Doravante nada mais temerei neste
mundo, e tu conquistarás a vitória em
todas as minhas lutas. Deste-me a morte
por companheira, e eu vou coroá-la com a
minha vida. A tua espada está comigo para
cortar as minhas amarras, e nada mais
temerei neste mundo.

Doravante eu abandono todos os
adornos fúteis. Senhor do meu coração,
não vou mais ficar esperando ou me
desesperando pelos cantos, e nunca mais
vou ser tímida ou caprichosa. Deste-me
como ornamento a tua espada. Não preciso
mais dos enfeites de boneca.


Essa que ficou sempre na
profundidade do meu ser, no crepúsculo de
vislumbres e percepções momentâneas; essa
que jamais retirou seus véus na luz da
manhã, essa irá ser a minha última
oferenda a ti, meu Deus, envolta na minha canção final.

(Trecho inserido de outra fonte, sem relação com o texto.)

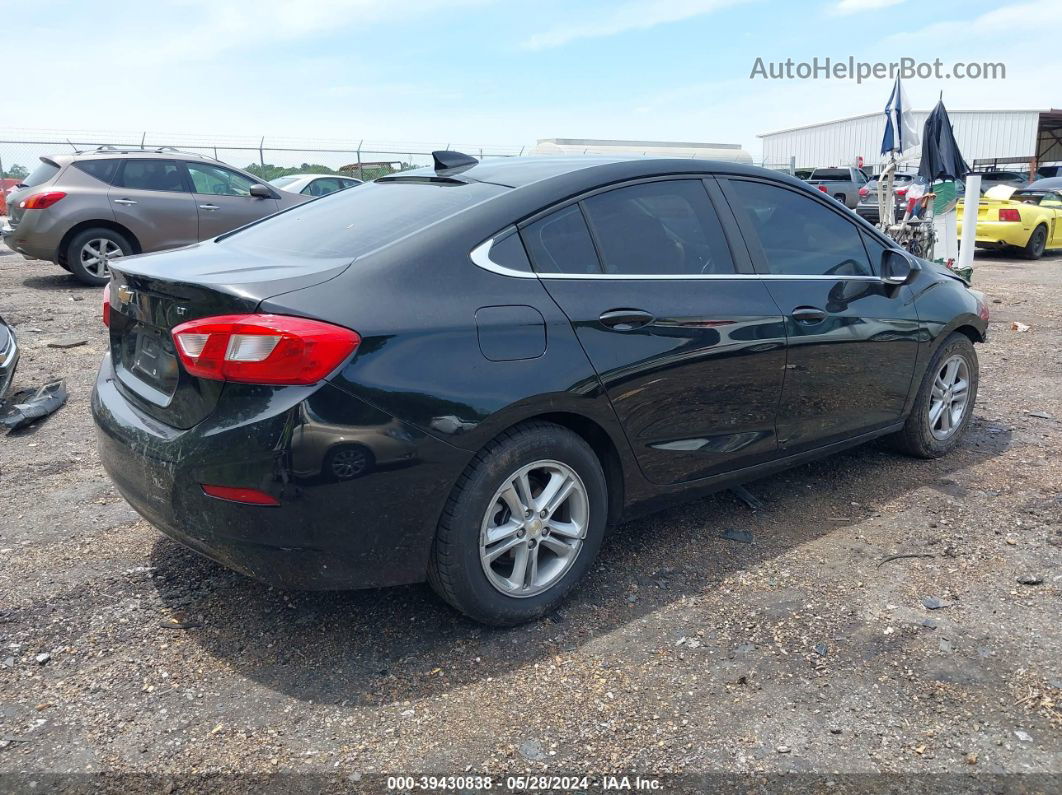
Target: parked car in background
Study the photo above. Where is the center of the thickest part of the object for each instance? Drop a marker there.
(841, 184)
(9, 357)
(868, 195)
(538, 347)
(84, 210)
(992, 178)
(1028, 220)
(313, 185)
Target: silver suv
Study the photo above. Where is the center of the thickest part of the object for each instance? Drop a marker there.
(83, 210)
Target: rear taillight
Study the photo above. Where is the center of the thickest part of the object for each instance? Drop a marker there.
(235, 494)
(262, 348)
(41, 201)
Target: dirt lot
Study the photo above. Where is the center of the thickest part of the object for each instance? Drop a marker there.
(802, 651)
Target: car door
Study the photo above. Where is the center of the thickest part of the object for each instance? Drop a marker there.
(1052, 202)
(685, 339)
(852, 339)
(152, 200)
(223, 199)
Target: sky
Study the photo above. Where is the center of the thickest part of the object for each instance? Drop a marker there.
(499, 73)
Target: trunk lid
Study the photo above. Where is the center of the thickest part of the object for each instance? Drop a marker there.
(152, 293)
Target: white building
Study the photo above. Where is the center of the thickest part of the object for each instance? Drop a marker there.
(731, 152)
(1018, 139)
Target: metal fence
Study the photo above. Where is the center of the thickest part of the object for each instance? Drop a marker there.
(267, 156)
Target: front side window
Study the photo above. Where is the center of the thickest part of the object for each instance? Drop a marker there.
(661, 228)
(151, 175)
(218, 182)
(561, 243)
(799, 236)
(321, 187)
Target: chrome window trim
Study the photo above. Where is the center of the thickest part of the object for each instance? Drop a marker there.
(481, 257)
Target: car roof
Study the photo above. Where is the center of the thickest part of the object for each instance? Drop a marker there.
(518, 172)
(1049, 183)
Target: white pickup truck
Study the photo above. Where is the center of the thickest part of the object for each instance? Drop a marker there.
(841, 184)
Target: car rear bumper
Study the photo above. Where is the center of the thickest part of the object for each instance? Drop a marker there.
(34, 238)
(374, 530)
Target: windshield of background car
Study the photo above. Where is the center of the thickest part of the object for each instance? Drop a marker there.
(41, 174)
(352, 223)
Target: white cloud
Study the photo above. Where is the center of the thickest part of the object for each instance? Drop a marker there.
(855, 6)
(634, 15)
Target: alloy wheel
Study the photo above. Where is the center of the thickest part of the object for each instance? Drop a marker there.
(97, 254)
(533, 529)
(951, 393)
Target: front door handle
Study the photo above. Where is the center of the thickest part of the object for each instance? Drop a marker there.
(626, 320)
(808, 315)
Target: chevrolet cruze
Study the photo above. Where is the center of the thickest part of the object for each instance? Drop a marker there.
(466, 374)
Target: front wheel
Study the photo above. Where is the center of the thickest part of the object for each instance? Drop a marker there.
(1038, 243)
(523, 525)
(945, 401)
(90, 252)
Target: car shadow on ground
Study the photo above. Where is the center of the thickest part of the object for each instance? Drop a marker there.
(383, 646)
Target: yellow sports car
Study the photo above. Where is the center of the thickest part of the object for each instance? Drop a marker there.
(1027, 219)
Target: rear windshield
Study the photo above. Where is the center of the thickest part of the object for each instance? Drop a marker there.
(832, 174)
(352, 223)
(41, 174)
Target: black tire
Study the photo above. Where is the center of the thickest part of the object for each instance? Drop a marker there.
(73, 253)
(1038, 243)
(917, 437)
(455, 570)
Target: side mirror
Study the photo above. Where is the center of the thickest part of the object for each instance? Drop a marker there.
(897, 266)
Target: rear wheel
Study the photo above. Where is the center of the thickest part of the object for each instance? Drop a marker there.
(945, 401)
(89, 254)
(523, 525)
(1038, 242)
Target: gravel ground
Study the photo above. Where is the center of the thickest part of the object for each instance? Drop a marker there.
(803, 651)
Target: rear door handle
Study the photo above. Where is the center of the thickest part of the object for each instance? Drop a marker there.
(626, 320)
(808, 315)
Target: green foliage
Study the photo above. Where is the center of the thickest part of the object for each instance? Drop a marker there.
(16, 172)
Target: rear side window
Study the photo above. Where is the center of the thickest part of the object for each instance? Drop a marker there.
(352, 223)
(661, 228)
(561, 243)
(102, 170)
(799, 236)
(41, 174)
(151, 175)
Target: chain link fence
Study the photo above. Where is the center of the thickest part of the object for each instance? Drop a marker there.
(266, 156)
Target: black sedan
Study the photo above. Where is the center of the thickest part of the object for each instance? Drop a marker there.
(466, 374)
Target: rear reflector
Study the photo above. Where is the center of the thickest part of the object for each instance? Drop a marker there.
(235, 494)
(41, 201)
(262, 348)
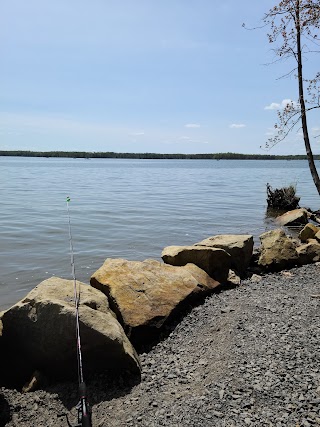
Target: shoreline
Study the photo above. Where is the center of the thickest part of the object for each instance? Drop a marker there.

As palavras a cortejam, mas não conseguiram vencê-la, e a persuasão inutilmente estendeu para ela os seus braços ansiosos.

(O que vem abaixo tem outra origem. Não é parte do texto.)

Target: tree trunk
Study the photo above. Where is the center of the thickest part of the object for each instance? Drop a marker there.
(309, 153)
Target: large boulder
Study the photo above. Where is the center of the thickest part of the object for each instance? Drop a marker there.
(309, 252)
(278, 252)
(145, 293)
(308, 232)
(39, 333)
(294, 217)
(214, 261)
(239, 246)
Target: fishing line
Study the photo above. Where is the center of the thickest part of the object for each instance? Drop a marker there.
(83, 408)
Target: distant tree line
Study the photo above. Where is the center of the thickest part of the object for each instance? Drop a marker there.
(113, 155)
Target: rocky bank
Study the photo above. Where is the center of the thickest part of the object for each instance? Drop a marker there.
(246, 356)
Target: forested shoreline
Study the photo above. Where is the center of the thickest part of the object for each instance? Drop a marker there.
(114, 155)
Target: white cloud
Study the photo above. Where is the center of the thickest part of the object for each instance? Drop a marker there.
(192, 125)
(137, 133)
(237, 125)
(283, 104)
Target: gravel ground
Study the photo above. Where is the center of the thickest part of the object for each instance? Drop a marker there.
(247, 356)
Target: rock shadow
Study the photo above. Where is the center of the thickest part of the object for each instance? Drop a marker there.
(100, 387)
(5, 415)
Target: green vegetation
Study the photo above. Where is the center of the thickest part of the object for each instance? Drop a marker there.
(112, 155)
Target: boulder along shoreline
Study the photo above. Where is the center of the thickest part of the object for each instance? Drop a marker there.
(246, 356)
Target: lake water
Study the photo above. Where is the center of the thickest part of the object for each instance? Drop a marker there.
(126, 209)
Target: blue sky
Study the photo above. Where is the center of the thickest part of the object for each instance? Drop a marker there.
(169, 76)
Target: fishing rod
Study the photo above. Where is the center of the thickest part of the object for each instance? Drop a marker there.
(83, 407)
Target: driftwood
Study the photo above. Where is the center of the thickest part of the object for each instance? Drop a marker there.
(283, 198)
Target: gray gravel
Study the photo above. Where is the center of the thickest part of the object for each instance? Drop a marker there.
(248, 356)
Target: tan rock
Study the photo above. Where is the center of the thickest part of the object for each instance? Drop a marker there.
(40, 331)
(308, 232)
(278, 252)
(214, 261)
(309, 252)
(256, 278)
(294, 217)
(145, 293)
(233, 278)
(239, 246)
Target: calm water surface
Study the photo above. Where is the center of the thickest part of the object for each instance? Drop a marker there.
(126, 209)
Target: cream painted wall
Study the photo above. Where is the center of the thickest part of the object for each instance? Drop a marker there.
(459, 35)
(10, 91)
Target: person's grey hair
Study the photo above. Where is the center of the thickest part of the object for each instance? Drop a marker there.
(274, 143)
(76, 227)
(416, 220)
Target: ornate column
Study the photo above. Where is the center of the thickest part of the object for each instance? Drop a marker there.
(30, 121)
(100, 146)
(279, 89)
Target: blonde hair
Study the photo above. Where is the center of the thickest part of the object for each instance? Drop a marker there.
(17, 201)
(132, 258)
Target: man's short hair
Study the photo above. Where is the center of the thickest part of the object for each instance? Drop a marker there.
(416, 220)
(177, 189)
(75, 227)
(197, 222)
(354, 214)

Vaguei de país em país, conservando-a
no íntimo do meu coração, e ao redor
dela a minha vida ergueu-se e caiu, ao
mesmo tempo forte e frágil.

Embora habite sozinha e afastada, ela sempre reinou sobre todos os meus pensamentos e ações, sobre todos os meus sonos e sonhos.

Muitos bateram à minha porta,
perguntaram por ela, e foram-se embora,
sem esperança.

Ninguém no mundo conseguiu vê-la face a face, e ela continua em sua solidão,
à espera do teu reconhecimento.

A minha libertação, para mim, não está
na renúncia. Sinto o abraço da liberdade
em mil laços de prazer.

Daqui por diante eu me expressarei
em sussurros...
...Gastei muitas e muitas horas na luta
entre o bem e o mal. Mas agora o prazer do
meu companheiro de jogos nos dias vazios
é atrair o meu coração para o seu. E eu
não compreendo por que esse repentino
convite para não sei qual inútil
inconseqüência!


Cantar me enlouquece, e se eu me
desfizesse todo num vôo de canção, nada
me pesaria tanto...

RABINDRANATH TAGORE

Tradução de Ivo Storniolo



Flor de Lótus



No dia em que a flor de lótus desabrochou
A minha mente vagava, e eu não a percebi.
Minha cesta estava vazia e a flor ficou esquecida.
Somente agora e novamente, uma tristeza caiu sobre mim.
Acordei do meu sonho sentindo o doce rastro
De um perfume no vento sul.
Essa vaga doçura fez o meu coração doer de saudade.
Pareceu-me ser o sopro ardente no verão, procurando completar-se.
Eu não sabia então que a flor estava tão perto de mim
Que ela era minha, e que essa perfeita doçura
Tinha desabrochado no fundo do meu coração.